The telegraph was first developed by Samuel F. B. Morse, an artist-turned-inventor who conceived of the idea of the electric telegraph in 1832. Several European inventors had proposed such a device, but Morse worked independently and by the mid 1830s had built a working telegraph instrument. In the late 1830s, he perfected Morse Code, a set of signals that could represent language in telegraph messages. In May 1844, Morse inaugurated the world's first commercial telegraph line with the message "What hath God wrought," sent from the U.S. Capitol to a railroad station in Baltimore. Within a decade, more than 20,000 miles of telegraph cable crisscrossed the country. The rapid communication it made possible greatly aided American expansion, making railroad travel safer as it provided a boost to business conducted across the great distances of a growing United States.

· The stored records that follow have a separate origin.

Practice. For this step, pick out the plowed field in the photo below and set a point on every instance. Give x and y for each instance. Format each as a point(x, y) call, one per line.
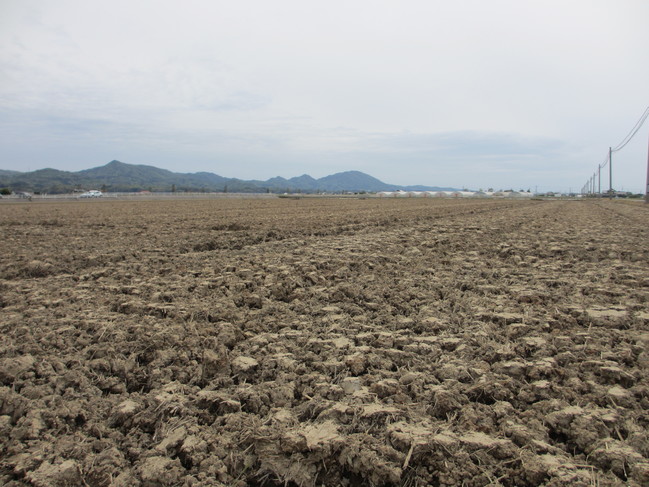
point(324, 342)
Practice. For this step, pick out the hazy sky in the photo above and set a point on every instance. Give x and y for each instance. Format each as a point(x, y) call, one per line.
point(474, 93)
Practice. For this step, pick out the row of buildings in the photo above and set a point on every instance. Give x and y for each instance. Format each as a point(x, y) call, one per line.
point(455, 194)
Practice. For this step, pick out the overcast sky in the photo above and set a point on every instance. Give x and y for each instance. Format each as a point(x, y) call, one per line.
point(468, 93)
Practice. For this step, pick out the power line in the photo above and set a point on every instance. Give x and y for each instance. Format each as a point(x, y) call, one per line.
point(589, 187)
point(633, 131)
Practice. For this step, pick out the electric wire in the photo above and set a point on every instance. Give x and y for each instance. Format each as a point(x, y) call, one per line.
point(638, 125)
point(633, 131)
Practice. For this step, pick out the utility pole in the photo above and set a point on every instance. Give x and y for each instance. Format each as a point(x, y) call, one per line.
point(610, 172)
point(646, 194)
point(599, 180)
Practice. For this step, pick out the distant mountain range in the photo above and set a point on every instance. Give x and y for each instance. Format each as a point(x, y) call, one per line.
point(121, 177)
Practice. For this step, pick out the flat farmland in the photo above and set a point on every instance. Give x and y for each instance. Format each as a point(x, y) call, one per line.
point(308, 342)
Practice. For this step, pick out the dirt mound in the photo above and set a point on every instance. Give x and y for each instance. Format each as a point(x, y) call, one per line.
point(324, 342)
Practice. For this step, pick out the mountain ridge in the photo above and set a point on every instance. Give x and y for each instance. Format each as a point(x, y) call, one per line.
point(123, 177)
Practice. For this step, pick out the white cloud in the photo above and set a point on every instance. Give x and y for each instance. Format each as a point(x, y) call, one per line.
point(306, 87)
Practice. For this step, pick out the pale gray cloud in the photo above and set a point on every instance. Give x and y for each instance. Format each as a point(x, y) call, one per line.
point(501, 93)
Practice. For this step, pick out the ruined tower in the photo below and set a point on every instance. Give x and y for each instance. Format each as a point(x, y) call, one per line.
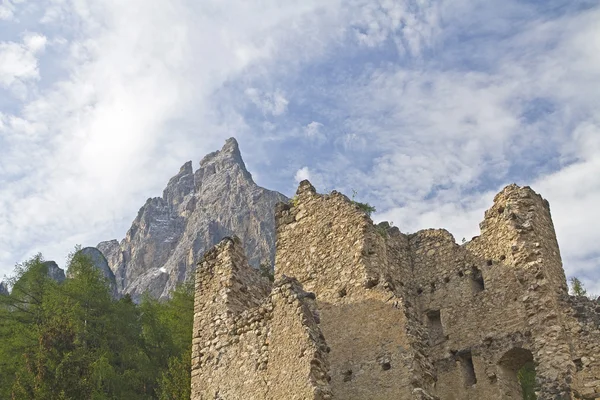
point(363, 311)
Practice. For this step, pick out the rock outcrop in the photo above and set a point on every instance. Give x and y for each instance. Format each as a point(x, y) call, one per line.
point(197, 209)
point(101, 263)
point(371, 313)
point(55, 272)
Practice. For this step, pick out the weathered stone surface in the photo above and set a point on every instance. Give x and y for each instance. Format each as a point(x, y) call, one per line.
point(54, 271)
point(268, 335)
point(197, 209)
point(402, 316)
point(101, 263)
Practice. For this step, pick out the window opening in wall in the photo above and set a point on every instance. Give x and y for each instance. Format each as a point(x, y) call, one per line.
point(477, 283)
point(436, 329)
point(517, 374)
point(466, 362)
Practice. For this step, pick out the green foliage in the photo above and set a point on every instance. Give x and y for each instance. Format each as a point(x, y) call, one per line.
point(382, 229)
point(526, 376)
point(294, 200)
point(265, 270)
point(577, 288)
point(73, 341)
point(365, 207)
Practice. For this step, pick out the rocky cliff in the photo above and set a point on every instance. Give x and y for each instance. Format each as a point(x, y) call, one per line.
point(197, 209)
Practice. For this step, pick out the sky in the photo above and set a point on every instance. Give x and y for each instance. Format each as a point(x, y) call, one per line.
point(425, 108)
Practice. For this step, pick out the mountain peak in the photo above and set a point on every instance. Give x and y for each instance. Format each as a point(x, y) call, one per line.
point(229, 156)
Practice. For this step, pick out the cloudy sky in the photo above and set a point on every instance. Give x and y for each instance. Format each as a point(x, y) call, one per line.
point(426, 108)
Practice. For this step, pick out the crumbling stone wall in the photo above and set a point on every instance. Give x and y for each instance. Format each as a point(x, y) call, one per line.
point(334, 250)
point(251, 342)
point(393, 315)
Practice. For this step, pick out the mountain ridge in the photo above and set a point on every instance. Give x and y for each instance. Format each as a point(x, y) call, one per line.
point(196, 210)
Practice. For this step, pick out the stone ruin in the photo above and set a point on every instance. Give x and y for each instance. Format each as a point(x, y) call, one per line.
point(363, 311)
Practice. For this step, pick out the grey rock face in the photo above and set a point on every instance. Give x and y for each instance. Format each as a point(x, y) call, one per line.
point(101, 263)
point(197, 209)
point(54, 271)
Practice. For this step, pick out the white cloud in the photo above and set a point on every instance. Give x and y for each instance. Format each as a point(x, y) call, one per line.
point(302, 174)
point(273, 103)
point(34, 42)
point(7, 9)
point(426, 131)
point(82, 155)
point(18, 64)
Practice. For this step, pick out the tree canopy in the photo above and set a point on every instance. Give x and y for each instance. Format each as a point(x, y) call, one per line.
point(72, 340)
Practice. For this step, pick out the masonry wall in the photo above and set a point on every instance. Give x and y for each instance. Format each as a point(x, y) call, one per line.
point(334, 250)
point(252, 341)
point(363, 311)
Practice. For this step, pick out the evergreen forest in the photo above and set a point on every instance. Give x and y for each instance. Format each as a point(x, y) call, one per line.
point(72, 340)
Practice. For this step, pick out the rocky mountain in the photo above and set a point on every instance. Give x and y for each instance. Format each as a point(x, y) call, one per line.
point(55, 272)
point(197, 209)
point(101, 263)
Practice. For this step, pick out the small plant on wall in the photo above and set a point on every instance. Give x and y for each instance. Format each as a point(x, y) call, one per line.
point(365, 207)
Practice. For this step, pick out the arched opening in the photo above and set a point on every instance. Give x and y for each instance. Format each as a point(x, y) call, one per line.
point(517, 374)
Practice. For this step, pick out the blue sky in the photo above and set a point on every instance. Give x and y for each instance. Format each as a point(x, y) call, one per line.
point(425, 108)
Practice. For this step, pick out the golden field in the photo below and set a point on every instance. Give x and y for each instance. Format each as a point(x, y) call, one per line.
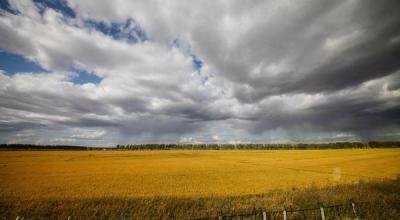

In 1854, Cyrus West Field conceived the idea of the telegraph cable and secured a charter to lay a well-insulated line across the floor of the Atlantic Ocean. Obtaining the aid of British and American naval ships, he made four unsuccessful attempts, beginning in 1857. In July 1858, four British and American vessels--the Agamemnon, the Valorous, the Niagara, and the Gorgon--met in mid-ocean for the fifth attempt. On July 29, the Niagara and the Gorgon, with their load of cable, departed for Trinity Bay, Newfoundland, while the Agamemnon and the Valorous embarked for Valentia, Ireland. By August 5, the cable had been successfully laid, stretching nearly 2,000 miles across the Atlantic at a depth often of more than two miles. On August 16, President James Buchanan and Queen Victoria exchanged formal introductory and complimentary messages. Unfortunately, the cable proved weak and the current insufficient and by the beginning of September had ceased functioning.
Field later raised new funds and made new arrangements. In 1866, the British ship Great Eastern succeeded in laying the first permanent telegraph line across the Atlantic Ocean. Cyrus West Field was the object of much praise on both sides of the Atlantic for his persistence in accomplishing what many thought to be an impossible undertaking. He later promoted other oceanic cables, including telegraph lines that stretched from Hawaii to Asia and Australia.